Hint: For each hour, the arbitrage profit is position_size × |RT_price - DA_price|
. You buy in the cheaper market and sell in the expensive one. For the directional strategy, profit is position_size × (RT_price - DA_price)
, which can be negative if RT < DA.
# Exercise 2: Your code here
np.random.seed(100)
da_prices = 30 + 5 * np.random.randn(24)
rt_prices = da_prices + 3 * np.random.randn(24)
position_size = 10 # MW
# Your solution here
Exercise 3: Settlement Calculation#
Understanding two-settlement market mathematics is crucial for generators optimizing their revenues. This exercise walks through a complete settlement calculation for a generator participating in both day-ahead and real-time markets.
A generator has the following schedule and actual output over 4 hours. For each hour, calculate the day-ahead revenue (DA schedule × DA price), the real-time deviation revenue ((RT output - DA schedule) × RT price), and the total revenue. Note that deviation revenue can be negative if the generator underproduces when real-time prices are high. Sum across all hours to find total revenues and identify which hours contributed most to profitability.
Hint: Create a new column for DA revenue, RT deviation revenue, and total revenue.

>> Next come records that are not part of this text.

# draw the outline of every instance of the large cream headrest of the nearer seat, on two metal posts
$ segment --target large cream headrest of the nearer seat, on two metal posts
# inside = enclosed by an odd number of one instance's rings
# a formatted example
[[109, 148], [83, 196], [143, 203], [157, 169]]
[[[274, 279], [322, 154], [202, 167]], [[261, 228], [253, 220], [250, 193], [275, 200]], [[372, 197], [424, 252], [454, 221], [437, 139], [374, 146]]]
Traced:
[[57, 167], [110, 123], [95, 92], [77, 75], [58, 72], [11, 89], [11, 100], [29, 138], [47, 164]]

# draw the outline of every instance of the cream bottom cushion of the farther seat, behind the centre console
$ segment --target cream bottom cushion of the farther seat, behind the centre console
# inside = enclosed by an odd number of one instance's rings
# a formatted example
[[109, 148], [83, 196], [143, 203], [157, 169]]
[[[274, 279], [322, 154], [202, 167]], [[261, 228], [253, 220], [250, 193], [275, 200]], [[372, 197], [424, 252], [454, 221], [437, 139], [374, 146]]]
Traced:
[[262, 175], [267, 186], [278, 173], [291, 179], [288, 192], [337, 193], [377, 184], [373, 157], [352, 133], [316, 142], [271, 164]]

The deviation can be positive (overgeneration) or negative (undergeneration). When RT price > DA price, overgeneration is profitable.

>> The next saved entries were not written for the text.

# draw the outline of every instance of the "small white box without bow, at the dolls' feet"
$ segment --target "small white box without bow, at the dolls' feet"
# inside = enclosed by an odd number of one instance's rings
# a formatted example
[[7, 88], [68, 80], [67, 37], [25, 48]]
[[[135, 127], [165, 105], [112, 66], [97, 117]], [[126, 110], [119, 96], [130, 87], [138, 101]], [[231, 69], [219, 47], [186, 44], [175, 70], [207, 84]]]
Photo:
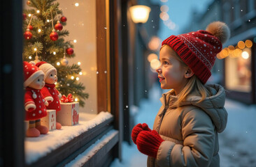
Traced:
[[49, 131], [56, 129], [56, 110], [48, 109], [47, 116], [41, 118], [41, 125], [48, 127]]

# Exercise 3: Your code here
schedule_data = pd.DataFrame({
'hour': [1, 2, 3, 4],
'da_schedule': [100, 100, 150, 120],
'da_price': [25, 28, 35, 30],
'rt_output': [95, 110, 150, 125],
'rt_price': [22, 32, 40, 28]
})
# Your solution here
Summary#
This lesson introduced the fundamental concepts that enable competitive electricity markets to function efficiently. You learned how merit order dispatch minimizes costs, why uniform pricing creates appropriate incentives, and how transmission constraints lead to locational price differences. The two-settlement system balances planning certainty with operational flexibility, while market power metrics help identify potential competition problems.
These concepts form the foundation for understanding modern grid operations. As you progress to studying network-constrained optimization and unit commitment, remember that the economic principles: marginal cost pricing, producer surplus, and settlement mathematics. Despite some imperfections, those principles are seen throughout electricity market designs.